After stepping away from Will Frolic for Food, Byrd continued to create content through comedy. With a background in theater and music, she has counted herself an artist, photographer, writer, musician, yoga teacher, and entrepreneur over the years. To stay active, she developed an off-beat Instagram presence doing comedic skits with characters like the insatiable Sugar Gollum and a cringey cohort of earnest commune members. She took on issues as heavy as abortion and as light as hiking sandals. She grew her Instagram following to nearly 40,000.

“My philosophy about comedy is to be true to your own perspective,” Byrd says. “I have been very deeply involved in the wellness and food industry, and I know a lot about all those worlds. I feel it’s important to be a voice within the food world, because there is a lot of bullshit.”

Her next step is to get back to Will Frolic for Food. While she finds so much of the food and wellness influencer space to be about “greenwashing” and selling under the guise of self-help—“there is so much stuff out there that you don’t need to be healthy or happy,” she says—she still believes in the power of the medium.

Byrd, who also runs Frolic Coffee at the Ix Farmers Market with her husband, a wellness coach by training, has always focused on free-form health journeys.
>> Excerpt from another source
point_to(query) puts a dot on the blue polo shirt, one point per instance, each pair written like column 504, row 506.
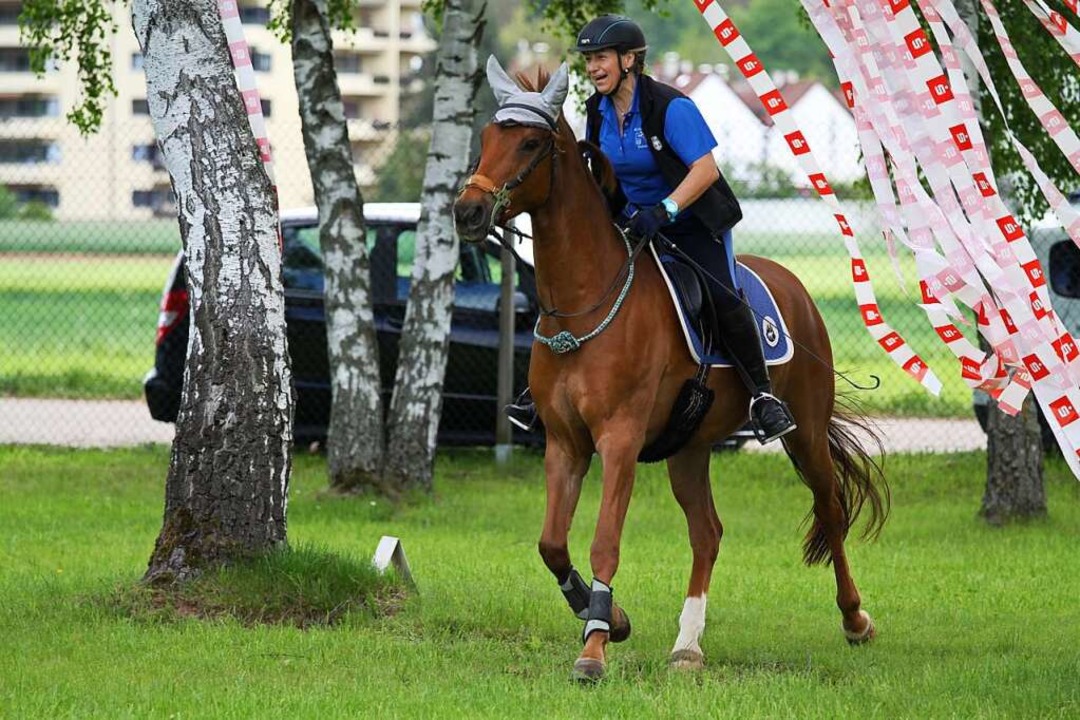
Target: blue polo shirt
column 685, row 132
Folks have to follow their own path to happiness, she says, and they can do so many things to improve themselves without spending any money.

“There is a lot of amazing work being done, but it’s buried,” Byrd says. “In the wellness and health and food world, you get the best results with self-led discovery. A lot can be done with a health coach, but they can’t just tell you what to do. Proper coaching is being a masterful asker of questions so people can come to their own conclusions. To reach your own unique, ideal health, some people need to run a lot, and some people need to walk a lot.”